Many people spend the majority of their lives in flux, confusion and chaos. I’m sure many more exist, drifting in their own orbits trying to deal with what life doles out… on a daily basis. What most lack, I believe, is a sense of balance, and the ability to extract value from everyday life.
Work, ideally, should not occupy more than 40% of our lives. The rest of it should be focused on the other things that define us as human beings.
But the truth is different, at least for the majority of people. Many of us, while growing up, have succumbed to the phenomenon of mediocrity, that seeps in like air, settles in our core and pivots on the concept of benchmarking and averages. Many people get sucked into this game and take the beaten path. They end up with jobs they don’t relate to and live through their professional lives with a sense of detachment. Living in exile, they become machines. Not in sync with what they do, it’s like watching a video of someone else performing the rituals, the motions of everyday work life. They accept life the way it is, in the algorithmic tunnel of work, home, weekend rituals, and then back to work. It’s a rut, an infinite cycle that hollows you out. Success in this algorithm is defined by benchmarking yourself against the average of your peers. Given where you are, is there a way out? Is there a possibility that we strike a balance, converge these variables into a balance that is more coherent, vibrant and clutter free?
To understand my take on this, you need to become a surgeon for a while. Not the MBBS kind, but a surgeon of your own life. The first step is to sit back, zoom out of the mundane – and decipher the clutter that you’ve accumulated in all these years.
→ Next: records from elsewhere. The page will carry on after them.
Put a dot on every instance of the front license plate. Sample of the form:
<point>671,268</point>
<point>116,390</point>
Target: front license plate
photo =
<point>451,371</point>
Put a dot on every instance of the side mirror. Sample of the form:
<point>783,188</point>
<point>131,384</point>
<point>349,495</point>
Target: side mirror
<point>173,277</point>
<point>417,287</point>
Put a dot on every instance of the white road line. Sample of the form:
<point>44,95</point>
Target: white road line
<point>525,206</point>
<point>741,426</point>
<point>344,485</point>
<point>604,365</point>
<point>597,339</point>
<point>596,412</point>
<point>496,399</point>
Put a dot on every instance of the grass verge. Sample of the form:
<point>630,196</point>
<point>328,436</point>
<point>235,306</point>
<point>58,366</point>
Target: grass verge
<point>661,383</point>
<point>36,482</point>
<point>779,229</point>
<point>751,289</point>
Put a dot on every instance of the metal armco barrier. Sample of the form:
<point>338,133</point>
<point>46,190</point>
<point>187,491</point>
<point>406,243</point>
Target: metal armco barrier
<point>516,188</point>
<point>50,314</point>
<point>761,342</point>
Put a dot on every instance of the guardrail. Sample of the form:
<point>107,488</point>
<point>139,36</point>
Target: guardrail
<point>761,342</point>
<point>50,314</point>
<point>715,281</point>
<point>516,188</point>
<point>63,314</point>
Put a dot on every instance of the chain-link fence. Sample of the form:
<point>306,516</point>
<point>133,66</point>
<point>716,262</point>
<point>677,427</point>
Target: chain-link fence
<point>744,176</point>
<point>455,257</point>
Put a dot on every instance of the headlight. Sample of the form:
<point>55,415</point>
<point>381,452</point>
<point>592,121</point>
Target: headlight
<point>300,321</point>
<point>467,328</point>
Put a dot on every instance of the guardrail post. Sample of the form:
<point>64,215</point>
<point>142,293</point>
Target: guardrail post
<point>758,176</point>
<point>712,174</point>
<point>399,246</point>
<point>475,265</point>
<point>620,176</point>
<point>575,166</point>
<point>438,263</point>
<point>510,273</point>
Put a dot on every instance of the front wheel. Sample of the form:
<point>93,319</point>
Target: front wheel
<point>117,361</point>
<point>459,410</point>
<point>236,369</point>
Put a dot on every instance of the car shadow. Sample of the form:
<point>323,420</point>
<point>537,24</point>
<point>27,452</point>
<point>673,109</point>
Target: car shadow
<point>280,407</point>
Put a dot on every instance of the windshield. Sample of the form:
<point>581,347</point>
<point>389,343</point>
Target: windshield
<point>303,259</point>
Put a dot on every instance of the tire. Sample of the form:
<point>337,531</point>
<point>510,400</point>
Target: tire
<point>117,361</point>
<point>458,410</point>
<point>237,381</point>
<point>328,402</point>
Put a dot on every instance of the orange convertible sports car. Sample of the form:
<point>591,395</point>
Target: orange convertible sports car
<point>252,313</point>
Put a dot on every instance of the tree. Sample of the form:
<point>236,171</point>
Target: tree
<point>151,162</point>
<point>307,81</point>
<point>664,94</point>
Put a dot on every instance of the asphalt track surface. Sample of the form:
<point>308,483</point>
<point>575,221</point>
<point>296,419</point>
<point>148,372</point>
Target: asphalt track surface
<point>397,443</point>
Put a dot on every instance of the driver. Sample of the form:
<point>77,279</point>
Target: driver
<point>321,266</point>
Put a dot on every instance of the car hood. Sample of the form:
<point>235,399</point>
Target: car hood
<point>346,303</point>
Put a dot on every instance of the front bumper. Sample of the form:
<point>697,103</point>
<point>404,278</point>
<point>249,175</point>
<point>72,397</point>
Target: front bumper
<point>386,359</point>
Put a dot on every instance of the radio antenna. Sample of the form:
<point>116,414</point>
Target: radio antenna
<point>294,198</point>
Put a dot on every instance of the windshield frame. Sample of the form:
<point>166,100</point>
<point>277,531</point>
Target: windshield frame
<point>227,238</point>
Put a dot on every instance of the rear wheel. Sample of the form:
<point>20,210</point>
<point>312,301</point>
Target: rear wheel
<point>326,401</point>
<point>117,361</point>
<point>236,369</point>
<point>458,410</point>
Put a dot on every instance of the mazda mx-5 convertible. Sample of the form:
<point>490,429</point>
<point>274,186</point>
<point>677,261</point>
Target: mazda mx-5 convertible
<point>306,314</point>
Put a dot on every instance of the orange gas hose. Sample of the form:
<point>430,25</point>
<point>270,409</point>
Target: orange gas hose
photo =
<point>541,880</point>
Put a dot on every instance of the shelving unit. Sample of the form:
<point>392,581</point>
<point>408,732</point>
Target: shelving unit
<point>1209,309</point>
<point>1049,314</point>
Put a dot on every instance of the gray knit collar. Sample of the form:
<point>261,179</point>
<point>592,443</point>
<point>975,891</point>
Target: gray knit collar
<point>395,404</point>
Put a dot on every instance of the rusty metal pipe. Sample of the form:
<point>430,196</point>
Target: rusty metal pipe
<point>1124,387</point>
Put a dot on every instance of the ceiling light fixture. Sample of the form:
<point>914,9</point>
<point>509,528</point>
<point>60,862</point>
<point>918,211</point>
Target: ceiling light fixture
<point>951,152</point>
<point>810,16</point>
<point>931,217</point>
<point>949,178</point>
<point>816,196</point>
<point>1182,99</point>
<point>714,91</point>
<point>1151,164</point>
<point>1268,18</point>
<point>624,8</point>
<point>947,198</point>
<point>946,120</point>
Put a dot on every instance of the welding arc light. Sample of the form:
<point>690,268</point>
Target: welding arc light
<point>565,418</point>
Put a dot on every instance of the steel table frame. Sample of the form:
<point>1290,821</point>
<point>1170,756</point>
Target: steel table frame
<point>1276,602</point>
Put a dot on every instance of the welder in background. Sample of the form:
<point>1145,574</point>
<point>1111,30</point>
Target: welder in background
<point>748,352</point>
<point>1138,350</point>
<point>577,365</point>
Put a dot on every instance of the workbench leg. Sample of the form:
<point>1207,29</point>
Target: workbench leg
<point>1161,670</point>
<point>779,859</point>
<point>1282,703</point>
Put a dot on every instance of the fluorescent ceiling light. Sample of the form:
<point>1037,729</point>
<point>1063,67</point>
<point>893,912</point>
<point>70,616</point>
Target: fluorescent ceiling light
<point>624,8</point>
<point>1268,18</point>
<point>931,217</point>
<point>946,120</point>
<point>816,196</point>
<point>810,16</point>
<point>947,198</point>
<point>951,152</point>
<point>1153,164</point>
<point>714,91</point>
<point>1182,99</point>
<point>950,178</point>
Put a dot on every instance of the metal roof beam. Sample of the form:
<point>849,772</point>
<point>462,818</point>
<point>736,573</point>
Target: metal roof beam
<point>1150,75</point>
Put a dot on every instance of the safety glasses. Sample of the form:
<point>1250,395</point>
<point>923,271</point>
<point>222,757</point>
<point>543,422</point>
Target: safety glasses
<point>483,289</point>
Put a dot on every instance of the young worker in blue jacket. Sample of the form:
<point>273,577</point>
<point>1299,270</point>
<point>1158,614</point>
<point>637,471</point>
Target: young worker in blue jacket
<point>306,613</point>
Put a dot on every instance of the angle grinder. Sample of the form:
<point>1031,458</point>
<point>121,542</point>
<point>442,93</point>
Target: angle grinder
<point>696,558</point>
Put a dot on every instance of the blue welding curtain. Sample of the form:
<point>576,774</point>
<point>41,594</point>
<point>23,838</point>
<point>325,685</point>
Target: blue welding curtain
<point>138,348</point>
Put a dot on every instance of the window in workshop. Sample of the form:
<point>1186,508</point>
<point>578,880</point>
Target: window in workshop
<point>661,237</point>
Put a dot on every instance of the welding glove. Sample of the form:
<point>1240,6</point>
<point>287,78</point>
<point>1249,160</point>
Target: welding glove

Define what success and happiness mean to you, not to your peers. And then, with a carefully selected scalpel start the process of cutting off the irrelevant variables – Irrelevant people, things you do to tick-the-boxes, thoughts driven by peer benchmarking, assets to be owned to achieve a certain status, which holiday you need to take to add to your drawing room conversation, and which car you drive. Chop everything into small pieces, and recalibrate your mind. Pick the things that give you joy, pick the people who you share happiness with, and do what gives you value - today, tomorrow and forever.
Sounds ideal, philosophical? Probably not. To some, travel is their thing. Go with who you love, and take in the beauty of the place. No ‘tickthe-box’ itineraries, no deadlines to catch. Never the tourist, always the traveller.
Strike a balance. I embraced yoga a few years back, and it’s now become central to my being. Every day, I am born again – a perfect balance between mind and body.
For some, it is human contact. We often look at workplaces as clinical, mundane places. The truth is, it is always people who make organizations – and each person is different, with their own sensitivities, drivers and perspectives. If you are a leader, you work in sync with each team member’s strengths and revel in the results. If you’re a team player, you learn and give symbiotically - to achieve team synergy.
The immediate family and your inner circle will be the select few who have emerged unscathed from your surgery; people you enjoy being with, who give you a sense of calm and true happiness. So take a deep breath, pick up the scalpel and start carving out the new you. It’s the trip, not necessarily the arrival.